Commons authorities are weighing a new “service agreement” enforcing standards for the use of professional space, and applying penalties for the “worst culprits,” the Times reported.
“It’s the type of behavior you would expect from students enjoying freshers’ week, not MPs and their staff,” a senior individual told the newspaper, referring to the week-long, alcohol-fueled rite of passage for new students at British universities. “But cleaners are being confronted with vomit and used condoms in offices used by MPs and their staff. The cleaners are not there to clear up after their debauchery, and this is not an appropriate use of office space.”
As the #MeToo movement shines a light on the dark corners where sex and power mingle, the U.K. Parliament has been one among many case studies in how highbrow politics has been conducted alongside disreputable misbehavior.
The mess that lawmakers have made of their work spaces has additional significance because of the sex scandal that gripped Westminster last year. Perhaps the most notable case was that of Michael Fallon, the defense secretary and member of the Conservative Party who resigned in November following allegations of inappropriate sexual behavior, including placing his hand on a female journalist’s knee at a 2002 dinner.
As accusations cascaded, Theresa May, the Conservative prime minister, called for new grievance procedures last fall, saying the existing system lacked “teeth.” Reforms also included a crackdown on free-flowing, subsidized alcohol in the Houses of Parliament — the cost of which has been a subject of petitions and freedom of information requests.
According to the Times, a total of 11 bars, restaurants and cafeterias in the Commons sell alcohol. A pint of beer goes for as little as £3.40, about $4.50.

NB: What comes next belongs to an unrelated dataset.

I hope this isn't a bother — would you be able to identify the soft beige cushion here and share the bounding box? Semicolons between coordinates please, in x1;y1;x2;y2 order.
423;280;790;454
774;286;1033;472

Scrutiny of the drinking culture escalated when the former manager of the infamous Sports and Social bar said last November that she had been repeatedly propositioned for sex by members of Parliament. One had allegedly groped her and tried to follow her home, according to British media.

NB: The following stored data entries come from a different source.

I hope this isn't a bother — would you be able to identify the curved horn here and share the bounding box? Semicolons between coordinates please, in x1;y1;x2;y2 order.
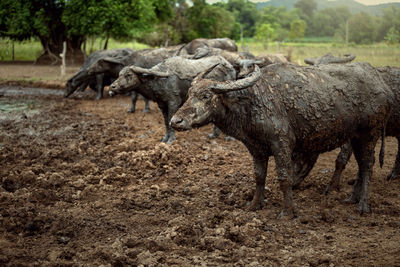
201;63;220;79
334;54;356;63
174;43;187;56
129;66;170;77
211;65;261;93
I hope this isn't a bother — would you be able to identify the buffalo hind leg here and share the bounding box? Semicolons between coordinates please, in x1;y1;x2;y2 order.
248;158;268;211
387;137;400;180
325;142;353;194
345;137;376;214
95;74;105;100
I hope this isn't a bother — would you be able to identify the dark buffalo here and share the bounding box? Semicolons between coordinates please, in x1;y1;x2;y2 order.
325;66;400;193
171;62;393;217
64;48;133;100
108;56;236;144
87;45;185;113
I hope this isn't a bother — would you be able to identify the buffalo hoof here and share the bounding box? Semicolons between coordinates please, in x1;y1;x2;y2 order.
277;208;296;219
225;136;235;141
344;193;359;204
142;108;150;113
386;172;400;180
208;133;218;139
324;183;340;195
357;200;371;214
95;95;103;100
127;109;135;113
247;199;264;211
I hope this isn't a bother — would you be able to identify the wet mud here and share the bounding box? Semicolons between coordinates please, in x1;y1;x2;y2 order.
0;86;400;266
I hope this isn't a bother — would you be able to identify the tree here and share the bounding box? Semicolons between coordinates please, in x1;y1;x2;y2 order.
254;23;276;48
310;7;351;37
257;6;300;41
187;0;235;40
384;26;400;44
0;0;173;64
348;12;376;44
294;0;317;36
294;0;317;19
225;0;259;38
289;19;306;40
377;6;400;42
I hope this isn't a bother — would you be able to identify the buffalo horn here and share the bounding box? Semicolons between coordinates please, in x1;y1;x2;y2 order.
211;65;261;93
129;66;170;77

A plaque that once hung on the wall of the drab haunt of parliamentarians read: “The Code of the Man Cave.”
“What happens here stays here!” it added. “Violators will be shot — survivors will be shot again.”

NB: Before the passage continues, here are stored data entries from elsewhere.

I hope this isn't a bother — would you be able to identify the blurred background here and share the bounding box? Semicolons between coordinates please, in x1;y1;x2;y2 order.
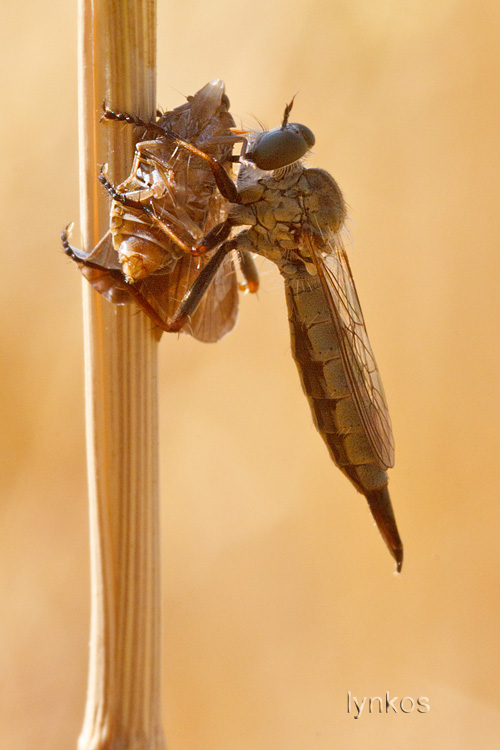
1;0;499;748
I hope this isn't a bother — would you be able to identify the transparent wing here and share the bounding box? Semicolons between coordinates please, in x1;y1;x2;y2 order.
305;232;395;469
133;181;239;343
135;249;238;343
69;232;238;343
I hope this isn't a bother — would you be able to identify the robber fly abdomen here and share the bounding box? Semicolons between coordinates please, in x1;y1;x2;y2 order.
284;271;399;556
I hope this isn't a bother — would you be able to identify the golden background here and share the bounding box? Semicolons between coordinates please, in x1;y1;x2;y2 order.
1;0;499;747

The Sports and Social bar closed in December following a fight between two members of staff. A member of Parliament, who had previously resigned from the Labour Party after head-butting Conservative rivals in 2012, was again arrested after a brawl at the watering hole in 2013.
The bar reopened last month under a new name, The Woolsack, with reduced hours.
The House of Commons, while austere, is hardly a placid place. Vigorous debate, often marked by shouting and name-calling, erupts in the House of Commons during Prime Minister’s Questions, or PMQs, a session every Wednesday in which the prime minister stands and fields inquiries from other members.
The format lends itself to the sort of direct, bare-knuckled exchange absent from American legislative debate, where members of Congress have an easier time evading questions from one another. But it has its downsides. In 2014, John Bercow, the speaker of the House of Commons, said the “histrionics and cacophony of noise” dissuaded some lawmakers from participating.
Still, these debates unfold against the backdrop of frescoed walls and gold sculptures adorning the Houses of Parliament. This grandeur appears at odds with the degraded behavior that has leaked into public view over the last year.
Some see matters differently. Charlotte Higgins, the Guardian’s chief culture writer, observed that the architectural features — “our buildings,” as Churchill put it — have reinforced the bad behavior, helping to make sense of why vomit and male contraception could collect in Westminster offices.
As she documented the hazardous conditions plaguing Parliament, from asbestos to sewage leaks, she argued that the space is “all too obviously a remnant of a predemocratic age.”
“It was designed when women were, at best, crinoline-wearing spectators of parliamentary life, consigned to the public gallery,” Higgins wrote. “With its chilly colonnades of sculptures of male politicians, its heavy, ecclesiastical furnishings and gentlemen’s-club atmosphere, it provides the perfect stage-set for Britain’s ‘very aggressive, very masculine, very power-hoarding democracy,’ as political scientist Matthew Flinders put it.”
A record 208 women members of Parliament were elected to the House of Commons in the 2017 general election, accounting for 32 percent of the chamber.